Enhancing Representation Learning of EEG Data with Masked Autoencoders
Yifei Zhou, Sitong Liu

TL;DR
This paper introduces a masked autoencoder (MAE) for EEG data that improves representation learning and training efficiency, demonstrating its effectiveness on gaze estimation tasks and highlighting the potential of self-supervised learning in EEG applications.
Contribution
The study designs a novel MAE framework for EEG signals, showing significant improvements in learning efficiency and performance on downstream tasks.
Findings
MAE effectively learns EEG representations.
Pre-training with MAE reduces training time by two-thirds.

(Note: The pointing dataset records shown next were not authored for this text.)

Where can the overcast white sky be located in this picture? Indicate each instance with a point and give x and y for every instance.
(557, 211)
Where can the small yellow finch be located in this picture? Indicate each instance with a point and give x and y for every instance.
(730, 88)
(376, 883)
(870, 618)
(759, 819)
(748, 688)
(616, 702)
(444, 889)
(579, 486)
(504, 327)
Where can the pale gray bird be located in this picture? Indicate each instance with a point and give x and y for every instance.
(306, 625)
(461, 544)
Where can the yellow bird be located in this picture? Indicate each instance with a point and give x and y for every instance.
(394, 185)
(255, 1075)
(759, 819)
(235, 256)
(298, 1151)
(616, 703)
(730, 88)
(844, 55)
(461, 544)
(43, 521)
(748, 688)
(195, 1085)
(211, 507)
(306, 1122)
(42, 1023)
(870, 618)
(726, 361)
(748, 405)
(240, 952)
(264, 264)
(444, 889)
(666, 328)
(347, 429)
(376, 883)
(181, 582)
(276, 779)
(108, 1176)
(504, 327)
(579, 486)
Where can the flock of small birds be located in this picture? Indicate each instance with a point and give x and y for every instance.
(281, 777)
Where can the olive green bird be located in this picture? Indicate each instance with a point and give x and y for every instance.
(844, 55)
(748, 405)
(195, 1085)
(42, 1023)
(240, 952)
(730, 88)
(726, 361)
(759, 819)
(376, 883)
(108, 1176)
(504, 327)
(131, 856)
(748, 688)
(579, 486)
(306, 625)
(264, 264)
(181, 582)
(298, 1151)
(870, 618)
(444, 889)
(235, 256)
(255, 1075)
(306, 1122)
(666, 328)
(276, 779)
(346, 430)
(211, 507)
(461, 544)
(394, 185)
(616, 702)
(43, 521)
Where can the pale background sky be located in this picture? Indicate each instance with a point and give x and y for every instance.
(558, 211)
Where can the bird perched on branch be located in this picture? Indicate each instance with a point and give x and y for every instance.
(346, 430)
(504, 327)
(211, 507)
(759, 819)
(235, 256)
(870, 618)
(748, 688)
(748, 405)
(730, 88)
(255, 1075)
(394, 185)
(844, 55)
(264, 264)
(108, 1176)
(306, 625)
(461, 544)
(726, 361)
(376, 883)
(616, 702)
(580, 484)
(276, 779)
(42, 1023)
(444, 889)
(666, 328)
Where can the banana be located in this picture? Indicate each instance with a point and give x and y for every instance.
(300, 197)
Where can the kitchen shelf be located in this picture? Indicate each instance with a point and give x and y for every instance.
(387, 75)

Pre-trained models outperform non-pre-trained models in EEG tasks.
Abstract
Self-supervised learning has been a powerful training paradigm to facilitate representation learning. In this study, we design a masked autoencoder (MAE) to guide deep learning models to learn electroencephalography (EEG) signal representation. Our MAE includes an encoder and a decoder. A certain proportion of input EEG signals are randomly masked and sent to our MAE. The goal is to recover these masked signals. After this self-supervised pre-training, the encoder is fine-tuned on downstream tasks. We evaluate our MAE on EEGEyeNet gaze estimation task. We find that the MAE is an effective brain signal learner. It also significantly improves learning efficiency. Compared to the model without MAE pre-training, the pre-trained one achieves equal performance with 1/3 the time of training and outperforms it in half the training time. Our study shows that self-supervised learning is a…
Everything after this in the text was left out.